Mit der in der Literatur erörterten Fragestellung, ob eine Begrenzung der im Insolvenzverfahren entstehenden Gerichtskosten sachgerecht bzw. zweckmäßig ist (Grub, ZinsO 2013, 313 {315 f}; Nicht/Schildt, NZI 2013, 64 {67 f}) hat sich der Senat nicht zu befassen. Zu in diesen Bereich vorstoßenden Erwägungen bestände ggf. dann Anlass, wenn eine Regelungslücke festzustellen und im Wege der analogen Gesetzesanwendung eine vergleichbare Interessenlage zu suchen wäre (Nicht/Schild a.a.O.) oder die gefundene gesetzliche Regelung geeignet wäre, verfassungsrechtliche Bedenken etwa im Hinblick auf den Justizgewährungsanspruch (BVerfG NJW 1992, 1673) zu erzeugen. Beides ist nicht der Fall. Jenseits dieser Aspekte ist es weder Pflicht noch Befugnis der Gerichtsbarkeit, eine erkannte Entscheidung des Gesetzgebers auf deren Opportunität zu überprüfen.

e)

Es bedarf auch keiner Untersuchung, ob der Verfahrenswert durch das Amtsgericht zutreffend ermittelt worden ist. Die Annahme eines den Betrag von € 30.000.000,- überschreitenden Werts scheidet nach dem oben Gesagten aus; der Annahme eines niedrigeren Werts stände das auch im Beschwerderecht geltende Verbot der reformatio in peius (§ 528 ZPO, Zöller-Heßler, Zivilprozessordnung, 30. Aufl., § 572 ZPO, Rd. 39) entgegen. Dahinstehen kann letztlich aus gleichem Grund, ob ein auszukehrender Gebührenüberschuss an die Insolvenzschuldnerin (oder den Insolvenzverwalter) auszuzahlen ist.
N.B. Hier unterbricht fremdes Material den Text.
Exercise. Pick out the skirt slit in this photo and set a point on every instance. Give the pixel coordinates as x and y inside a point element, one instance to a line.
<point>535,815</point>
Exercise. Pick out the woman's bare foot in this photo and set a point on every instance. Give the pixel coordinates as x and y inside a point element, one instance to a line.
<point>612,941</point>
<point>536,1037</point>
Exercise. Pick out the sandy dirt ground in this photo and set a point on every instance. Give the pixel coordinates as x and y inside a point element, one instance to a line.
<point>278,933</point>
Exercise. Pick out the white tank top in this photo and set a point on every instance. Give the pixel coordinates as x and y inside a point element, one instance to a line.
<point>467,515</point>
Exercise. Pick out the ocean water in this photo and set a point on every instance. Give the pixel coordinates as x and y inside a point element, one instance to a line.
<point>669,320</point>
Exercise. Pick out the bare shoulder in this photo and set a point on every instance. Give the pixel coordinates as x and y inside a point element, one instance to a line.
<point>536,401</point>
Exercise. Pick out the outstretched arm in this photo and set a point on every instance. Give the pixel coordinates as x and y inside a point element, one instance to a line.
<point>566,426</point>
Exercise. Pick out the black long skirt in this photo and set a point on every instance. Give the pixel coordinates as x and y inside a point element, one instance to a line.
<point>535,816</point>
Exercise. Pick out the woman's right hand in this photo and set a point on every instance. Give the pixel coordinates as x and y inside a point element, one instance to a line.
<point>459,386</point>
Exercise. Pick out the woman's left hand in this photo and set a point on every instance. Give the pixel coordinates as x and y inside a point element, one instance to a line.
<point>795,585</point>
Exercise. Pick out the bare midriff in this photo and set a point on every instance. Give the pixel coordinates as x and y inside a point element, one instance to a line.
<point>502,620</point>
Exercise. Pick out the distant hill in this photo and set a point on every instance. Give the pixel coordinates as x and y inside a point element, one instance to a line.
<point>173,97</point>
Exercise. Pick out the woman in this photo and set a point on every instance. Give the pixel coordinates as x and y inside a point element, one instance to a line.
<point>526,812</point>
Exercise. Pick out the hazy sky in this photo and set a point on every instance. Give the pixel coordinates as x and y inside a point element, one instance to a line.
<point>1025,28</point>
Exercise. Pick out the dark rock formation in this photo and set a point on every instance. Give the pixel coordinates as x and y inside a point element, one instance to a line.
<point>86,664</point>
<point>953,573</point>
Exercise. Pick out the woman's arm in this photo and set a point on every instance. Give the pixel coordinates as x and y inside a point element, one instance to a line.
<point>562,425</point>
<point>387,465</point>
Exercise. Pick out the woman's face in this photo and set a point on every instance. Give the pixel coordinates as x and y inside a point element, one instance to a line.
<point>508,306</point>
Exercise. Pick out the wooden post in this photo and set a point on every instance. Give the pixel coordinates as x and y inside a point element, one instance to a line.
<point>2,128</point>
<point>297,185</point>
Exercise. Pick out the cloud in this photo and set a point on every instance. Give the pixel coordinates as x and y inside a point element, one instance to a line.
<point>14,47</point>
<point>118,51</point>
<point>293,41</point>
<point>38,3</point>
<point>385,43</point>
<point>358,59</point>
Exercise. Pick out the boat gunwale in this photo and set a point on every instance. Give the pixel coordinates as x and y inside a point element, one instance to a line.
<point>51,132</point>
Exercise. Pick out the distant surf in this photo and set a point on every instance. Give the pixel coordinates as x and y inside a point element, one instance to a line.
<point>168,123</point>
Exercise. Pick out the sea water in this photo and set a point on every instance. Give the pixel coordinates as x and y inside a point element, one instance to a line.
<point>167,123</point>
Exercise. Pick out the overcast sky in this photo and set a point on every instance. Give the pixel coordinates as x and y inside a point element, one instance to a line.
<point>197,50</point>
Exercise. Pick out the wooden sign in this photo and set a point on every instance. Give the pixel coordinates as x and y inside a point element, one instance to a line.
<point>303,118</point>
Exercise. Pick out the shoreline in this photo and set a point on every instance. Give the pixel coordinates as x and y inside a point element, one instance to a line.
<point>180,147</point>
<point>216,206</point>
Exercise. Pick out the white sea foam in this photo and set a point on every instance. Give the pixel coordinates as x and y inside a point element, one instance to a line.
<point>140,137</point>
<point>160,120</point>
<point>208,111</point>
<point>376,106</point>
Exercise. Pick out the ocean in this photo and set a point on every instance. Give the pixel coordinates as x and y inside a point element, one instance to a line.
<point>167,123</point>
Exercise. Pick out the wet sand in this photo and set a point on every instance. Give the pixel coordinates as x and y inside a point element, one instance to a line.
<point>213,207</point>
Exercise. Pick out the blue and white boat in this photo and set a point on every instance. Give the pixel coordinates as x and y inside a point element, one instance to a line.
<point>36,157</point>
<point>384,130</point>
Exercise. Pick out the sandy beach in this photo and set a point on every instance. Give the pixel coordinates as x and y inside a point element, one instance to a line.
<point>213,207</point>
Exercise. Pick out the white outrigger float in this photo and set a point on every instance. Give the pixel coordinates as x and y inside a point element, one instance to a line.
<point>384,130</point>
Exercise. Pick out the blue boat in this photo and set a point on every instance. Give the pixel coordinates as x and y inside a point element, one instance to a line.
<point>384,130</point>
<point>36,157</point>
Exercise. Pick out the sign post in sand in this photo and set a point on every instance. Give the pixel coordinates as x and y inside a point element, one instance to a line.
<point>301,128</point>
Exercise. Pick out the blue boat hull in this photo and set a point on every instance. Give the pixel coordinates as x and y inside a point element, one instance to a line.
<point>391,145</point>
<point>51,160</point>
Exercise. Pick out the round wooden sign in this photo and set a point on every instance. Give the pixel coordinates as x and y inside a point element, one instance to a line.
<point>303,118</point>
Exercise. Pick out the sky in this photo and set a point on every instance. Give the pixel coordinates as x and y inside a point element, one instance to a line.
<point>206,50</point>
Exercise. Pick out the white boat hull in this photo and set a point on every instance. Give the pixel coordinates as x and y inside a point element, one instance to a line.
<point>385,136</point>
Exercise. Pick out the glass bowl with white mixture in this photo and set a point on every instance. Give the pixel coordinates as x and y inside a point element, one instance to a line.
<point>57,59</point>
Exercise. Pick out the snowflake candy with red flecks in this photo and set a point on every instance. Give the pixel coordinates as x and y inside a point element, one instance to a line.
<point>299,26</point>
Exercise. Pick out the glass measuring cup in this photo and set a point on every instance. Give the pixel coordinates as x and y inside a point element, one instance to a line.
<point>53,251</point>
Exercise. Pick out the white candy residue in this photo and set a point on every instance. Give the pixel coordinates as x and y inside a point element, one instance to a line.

Denn das Landgericht hat die Beschwerde der Insolvenzschuldnerin zurückgewiesen, soweit diese die Rückzahlung auf ein von ihr geführtes Konto begehrt hat.

V.

Eine Anordnung nach § 66 VII S. 2 GKG kommt bereits deshalb nicht in Betracht, weil über die weitere Beschwerde ohne Verzögerung entschieden wird und für eine vorläufige Maßnahme kein Bedürfnis besteht.

VI.

Nach § 66 VIII GKG ist das Verfahren gebührenfrei; außergerichtliche Kosten werden nicht erstattet.

VII.

Der vorsorglich festgesetzte Beschwerdewert ergibt sich aus der Differenz zwischen der bei Annahme eines Gegenstandswerts von € 30.000.000,- und der bei Annahme eines Werts von € 71.700.000,- jeweils entstehenden Verfahrensgebühren (€ 652.464,89 - € 277.164,89).

VIII.

Eine Entscheidung über die Zulassung der Rechtsbeschwerde erübrigt sich. Denn nach § 66 III S. 3 GKG findet eine Beschwerde an einen obersten Gerichtshof des Bundes nicht statt.